Property

Coming home

Top landlord to lead departures by Hong Kong-listed firms?

wang jianlin

Exiting Hong Kong for Shanghai?

Isn’t location, location, location the mantra for the best property investors? Try telling that to New World China, which went public in Hong Kong in 1999 having amassed the biggest land bank in mainland China.

The cash-rich developer looked like it was about to become a formidable player in China’s emerging residential market. However, the problem was that most Hong Kong investors didn’t understand China’s ever-changing housing policies, and thus they failed to comprehend the full value of New World China’s stock too.

The company’s shares traded below their offering price for years, until it was finally taken private by its parent firm at the start of this year (see WiC309).

While New World China took 15 years to go private, it took just 15 months for Dalian Wanda to reach the same conclusion.

Having floated its commercial property unit, Wanda Commercial, in late 2014, the property conglomerate said earlier this month that it planned to part ways with Hong Kong’s stock exchange in a general offer valued at no less then HK$31 billion ($3.9 billion).

Dalian Wanda’s boss Wang Jianlin had high hopes for Wanda Commercial in Hong Kong. During its roadshow the company announced itself as the biggest commercial landlord in China and predicted a market value reaching as high as HK$300 billion.

But that dizzying level was never reached. Instead Wanda executives were forced to cut the IPO’s size by a third after lacklustre interest. Eventually $3.7 billion was raised but Wanda’s shares immediately dipped below their HK$48 offering price on its trading debut. They recovered to a high of HK$77 in June last year but they have since dropped more than 60%.

At the beginning of March this year they traded at HK$32, which meant that Wanda’s IPO investors – if they had stayed put – were staring at a hefty 33% loss. At this price the company was worth HK$145 billion, less than half that Wang Jianlin had first hoped, and it was being valued with a 25% discount to its net asset value, which stood at HK$185 billion as of December last year.

In the past, mainland companies were lured into Hong Kong due to cheaper financing costs, especially the chance to issue bonds in the international market. However, many of China’s listed companies are now allowed to issue bonds onshore at rates that are competitive to the offshore market, and without the same foreign exchange risk.

Price, and ‘face’, are also at stake for Wang, however, who is often identified as China’s richest man. “Both emotionally and rationally, probably Wang can’t accept his property crown jewel is getting such a paltry valuation in Hong Kong,” the magazine China Entrepreneur suggests.

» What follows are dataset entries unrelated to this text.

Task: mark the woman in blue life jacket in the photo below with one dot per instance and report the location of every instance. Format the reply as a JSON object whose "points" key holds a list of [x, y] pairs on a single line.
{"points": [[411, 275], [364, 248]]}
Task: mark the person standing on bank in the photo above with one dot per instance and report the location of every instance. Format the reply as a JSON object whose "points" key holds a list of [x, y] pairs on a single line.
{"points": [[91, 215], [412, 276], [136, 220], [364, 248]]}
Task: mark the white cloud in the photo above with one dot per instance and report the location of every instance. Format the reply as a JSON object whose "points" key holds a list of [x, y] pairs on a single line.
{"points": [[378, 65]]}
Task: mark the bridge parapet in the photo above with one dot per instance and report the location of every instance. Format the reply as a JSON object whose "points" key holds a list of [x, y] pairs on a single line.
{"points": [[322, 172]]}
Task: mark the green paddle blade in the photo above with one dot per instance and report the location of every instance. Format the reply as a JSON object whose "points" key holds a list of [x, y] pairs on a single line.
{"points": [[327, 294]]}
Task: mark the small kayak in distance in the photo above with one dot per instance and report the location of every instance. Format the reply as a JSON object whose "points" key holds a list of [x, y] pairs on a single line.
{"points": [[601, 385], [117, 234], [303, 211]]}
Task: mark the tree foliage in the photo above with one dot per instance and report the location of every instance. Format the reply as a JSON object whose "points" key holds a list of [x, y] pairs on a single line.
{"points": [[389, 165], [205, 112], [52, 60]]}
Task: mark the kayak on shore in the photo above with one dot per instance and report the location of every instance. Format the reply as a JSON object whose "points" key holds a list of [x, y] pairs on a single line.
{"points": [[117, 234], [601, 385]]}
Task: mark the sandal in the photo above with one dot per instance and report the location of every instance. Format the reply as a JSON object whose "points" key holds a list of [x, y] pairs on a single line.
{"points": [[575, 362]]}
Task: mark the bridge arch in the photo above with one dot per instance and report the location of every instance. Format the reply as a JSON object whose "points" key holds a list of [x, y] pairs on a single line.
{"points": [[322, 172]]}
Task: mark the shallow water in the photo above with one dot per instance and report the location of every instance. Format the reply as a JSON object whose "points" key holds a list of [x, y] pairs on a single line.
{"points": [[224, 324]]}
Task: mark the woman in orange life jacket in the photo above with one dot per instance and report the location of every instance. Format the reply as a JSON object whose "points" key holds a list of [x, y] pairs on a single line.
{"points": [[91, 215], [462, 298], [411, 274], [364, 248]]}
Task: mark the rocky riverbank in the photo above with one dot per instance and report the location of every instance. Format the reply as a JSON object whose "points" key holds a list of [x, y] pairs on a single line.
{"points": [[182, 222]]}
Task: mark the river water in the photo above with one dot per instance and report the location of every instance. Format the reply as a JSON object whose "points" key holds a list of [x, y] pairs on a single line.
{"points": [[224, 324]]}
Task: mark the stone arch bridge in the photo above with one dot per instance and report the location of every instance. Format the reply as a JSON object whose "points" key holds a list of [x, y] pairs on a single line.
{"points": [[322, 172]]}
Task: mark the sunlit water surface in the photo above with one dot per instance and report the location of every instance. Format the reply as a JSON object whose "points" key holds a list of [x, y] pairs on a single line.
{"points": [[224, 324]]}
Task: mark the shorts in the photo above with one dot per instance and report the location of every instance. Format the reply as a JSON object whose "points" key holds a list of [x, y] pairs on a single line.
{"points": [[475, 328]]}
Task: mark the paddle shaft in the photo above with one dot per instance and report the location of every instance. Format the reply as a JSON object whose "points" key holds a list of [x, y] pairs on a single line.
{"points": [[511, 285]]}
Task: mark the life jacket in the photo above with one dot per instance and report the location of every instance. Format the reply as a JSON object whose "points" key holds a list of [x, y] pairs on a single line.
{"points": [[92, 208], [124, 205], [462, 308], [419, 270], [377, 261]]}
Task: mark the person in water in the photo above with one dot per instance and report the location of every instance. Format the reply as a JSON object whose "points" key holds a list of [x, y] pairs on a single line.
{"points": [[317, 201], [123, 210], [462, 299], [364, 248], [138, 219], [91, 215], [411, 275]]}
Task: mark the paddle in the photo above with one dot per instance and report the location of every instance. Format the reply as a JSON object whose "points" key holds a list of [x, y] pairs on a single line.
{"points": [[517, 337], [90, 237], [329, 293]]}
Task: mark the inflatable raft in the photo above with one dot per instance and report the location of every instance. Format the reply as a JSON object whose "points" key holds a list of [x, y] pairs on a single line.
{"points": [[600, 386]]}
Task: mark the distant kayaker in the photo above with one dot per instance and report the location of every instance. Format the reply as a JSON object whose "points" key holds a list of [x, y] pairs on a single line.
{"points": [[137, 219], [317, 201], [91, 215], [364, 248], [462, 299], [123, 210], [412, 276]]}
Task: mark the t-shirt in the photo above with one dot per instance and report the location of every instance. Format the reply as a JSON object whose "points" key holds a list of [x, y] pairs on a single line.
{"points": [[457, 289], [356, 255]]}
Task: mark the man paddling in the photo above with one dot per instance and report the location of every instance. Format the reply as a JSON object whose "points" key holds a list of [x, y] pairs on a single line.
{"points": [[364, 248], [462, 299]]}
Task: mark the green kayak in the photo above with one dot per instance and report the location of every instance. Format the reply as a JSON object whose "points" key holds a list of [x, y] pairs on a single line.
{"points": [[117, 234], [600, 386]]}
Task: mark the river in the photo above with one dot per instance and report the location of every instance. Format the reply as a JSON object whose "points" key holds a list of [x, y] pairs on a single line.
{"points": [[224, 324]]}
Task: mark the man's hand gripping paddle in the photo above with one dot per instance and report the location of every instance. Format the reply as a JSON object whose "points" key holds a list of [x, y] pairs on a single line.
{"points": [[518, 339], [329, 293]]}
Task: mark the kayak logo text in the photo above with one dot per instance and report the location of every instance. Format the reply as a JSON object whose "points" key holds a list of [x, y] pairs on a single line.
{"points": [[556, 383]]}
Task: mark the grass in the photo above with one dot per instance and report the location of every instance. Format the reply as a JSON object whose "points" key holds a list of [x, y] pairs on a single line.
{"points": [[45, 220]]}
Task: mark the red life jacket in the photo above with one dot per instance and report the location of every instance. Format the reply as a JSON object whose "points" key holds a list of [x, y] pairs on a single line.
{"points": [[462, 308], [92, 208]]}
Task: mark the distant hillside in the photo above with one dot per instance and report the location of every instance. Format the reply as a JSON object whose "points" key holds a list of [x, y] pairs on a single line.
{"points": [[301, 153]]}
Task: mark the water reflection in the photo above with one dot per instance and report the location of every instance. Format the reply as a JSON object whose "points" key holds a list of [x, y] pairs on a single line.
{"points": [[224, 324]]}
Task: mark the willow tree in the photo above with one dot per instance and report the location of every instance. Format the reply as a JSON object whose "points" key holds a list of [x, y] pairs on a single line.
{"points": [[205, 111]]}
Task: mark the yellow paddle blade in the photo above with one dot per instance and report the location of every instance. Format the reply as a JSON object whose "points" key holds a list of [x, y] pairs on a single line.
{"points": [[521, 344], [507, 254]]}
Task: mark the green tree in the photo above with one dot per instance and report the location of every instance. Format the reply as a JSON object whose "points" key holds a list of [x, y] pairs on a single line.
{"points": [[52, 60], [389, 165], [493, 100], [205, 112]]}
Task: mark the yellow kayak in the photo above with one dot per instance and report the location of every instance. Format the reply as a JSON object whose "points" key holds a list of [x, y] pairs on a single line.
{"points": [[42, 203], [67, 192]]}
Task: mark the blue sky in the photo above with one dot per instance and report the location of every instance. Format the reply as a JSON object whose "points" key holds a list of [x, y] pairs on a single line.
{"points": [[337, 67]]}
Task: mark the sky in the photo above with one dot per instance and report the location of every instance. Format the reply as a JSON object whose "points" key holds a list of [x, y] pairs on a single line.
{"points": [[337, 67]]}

Wang is readying to take his property unit private at HK$48 a share. If successful, the delisting will allow his IPO investors to recoup their investment (news of the plan sent Wanda Commercial’s shares up by a fifth).

But why has China’s biggest commercial landlord failed to excite investors? Part of the story is poor timing, with Wanda making its market debut (see WiC256) just as the mainland property market slowed sharply.

And although the Chinese consumer story is an attractive investment thesis, there are lingering concerns that much of the spending will be channelled through the internet (via e-commerce players like Alibaba’s Taobao) rather than Wanda’s traditional shopping malls.

Wanda boss Wang refutes this view (see WiC182), but as Time Weekly has noted, a recurring question from analysts and journalists in Hong Kong is whether Wanda Commercial is operating in a “sunset business”.

By the end of 2015 Wanda Commercial owned 133 shopping centres across 89 Chinese cities with a total gross floor area of 22 million square metres. Yet its revenue mix points to a different core business. Last year it derived more than 80% of its Rmb124 billion ($19 billion) in revenue from property sales. Rental income contributed less than Rmb15 billion. “So Wanda Commercial is not actually a commercial landlord but a property developer. Some investors could be getting confused by its positioning and business model,” an op-ed in the Hong Kong Economic Journal claimed.

Real estate developers have been struggling for respectable valuations in Hong Kong in general. Both Wanda Commercial and Guangzhou Evergrande trade at less than six times past earnings, while developers in China’s A-share market typically command price-to-earnings (PE) ratios of more than 20 times. This valuation gap is likely the biggest motivator for Wanda’s delisting plan. If the company relists itself in Shanghai or Shenzhen’s A-share market at a higher multiple, Time Weekly says the valuation could reach Rmb500 billion.

The Economic Observer agrees, seeing a trend for more Chinese firms to quit Hong Kong and return home. “The wealth creation effect in the A-share market may possibly lift the curtain on the return of Hong Kong-listed Chinese firms, just like the homecomings of Chinese tech firms listed in the US,” it suggests.

Indeed, Evergrande appears to have moved a step ahead of Wanda already. Langfang Development, a Shanghai-listed developer, said Thursday Evergrande had acquired a 5% stake in the company for Rmb291 million. News portal Guandian also reported that Evergrande is planning to take over a Shenzhen-listed property firm. The moves would keep its IPO options open, including a backdoor listing either in Shanghai or Shenzhen.